Qualys is a well-capitalized company with $447.1 million of cash and $44.96 million of debt on its balance sheet. This $402.2 million net cash position is 8.7% of its market cap and gives it the freedom to borrow money, return capital to shareholders, or invest in growth initiatives. Leverage is not an issue here.

12. Key Takeaways from Qualys’s Q4 Results

It was encouraging to see Qualys beat analysts’ EBITDA expectations this quarter. We were also glad its EPS guidance for next quarter slightly exceeded Wall Street’s estimates. On the other hand, its full-year EPS guidance slightly missed and its revenue guidance for next year suggests growth will stall. Zooming out, we think this was a mixed quarter. The stock remained flat at $126.91 immediately after reporting.

13. Is Now The Time To Buy Qualys?

Updated: February 5, 2026 at 4:20 PM EST

A common mistake we notice when investors are deciding whether to buy a stock or not is that they simply look at the latest earnings results. Business quality and valuation matter more, so we urge you to understand these dynamics as well.

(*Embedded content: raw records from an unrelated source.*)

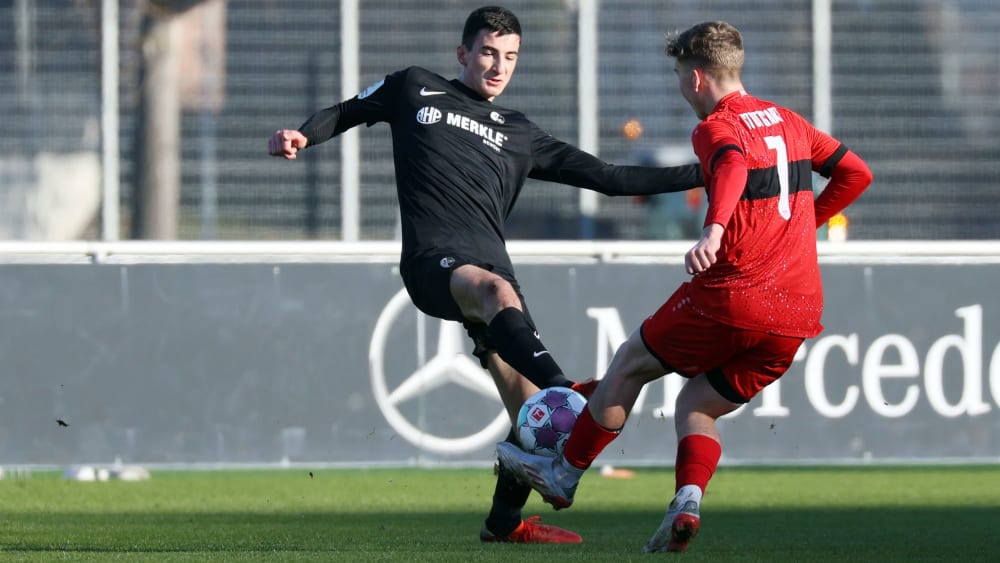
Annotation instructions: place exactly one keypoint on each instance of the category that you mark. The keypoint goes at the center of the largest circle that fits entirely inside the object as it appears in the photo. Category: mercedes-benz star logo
(449, 365)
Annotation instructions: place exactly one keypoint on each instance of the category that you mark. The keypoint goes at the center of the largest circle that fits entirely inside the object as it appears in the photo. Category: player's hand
(286, 143)
(703, 254)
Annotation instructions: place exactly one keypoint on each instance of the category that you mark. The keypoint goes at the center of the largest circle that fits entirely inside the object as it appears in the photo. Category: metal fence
(911, 90)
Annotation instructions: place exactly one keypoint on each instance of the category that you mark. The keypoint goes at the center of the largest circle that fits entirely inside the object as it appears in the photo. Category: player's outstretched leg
(680, 523)
(551, 477)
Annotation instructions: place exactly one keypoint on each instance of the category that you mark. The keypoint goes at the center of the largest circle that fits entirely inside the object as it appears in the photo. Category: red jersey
(767, 276)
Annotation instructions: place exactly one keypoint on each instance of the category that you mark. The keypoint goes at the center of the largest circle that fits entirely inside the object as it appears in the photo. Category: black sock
(518, 344)
(509, 498)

Qualys isn’t a terrible business, but it doesn’t pass our bar. To kick things off, its revenue growth was uninspiring over the last five years, and analysts expect its demand to deteriorate over the next 12 months. And while its bountiful generation of free cash flow empowers it to invest in growth initiatives, the downside is its expanding operating margin shows it’s becoming more efficient at building and selling its software. On top of that, its ARR has disappointed and shows the company is having difficulty retaining customers and their spending.

Qualys’s price-to-sales ratio based on the next 12 months is 6.4x. This valuation tells us it’s a bit of a market darling with a lot of good news priced in - we think other companies feature superior fundamentals at the moment.

Wall Street analysts have a consensus one-year price target of $143.37 on the company (compared to the current share price of $126.91).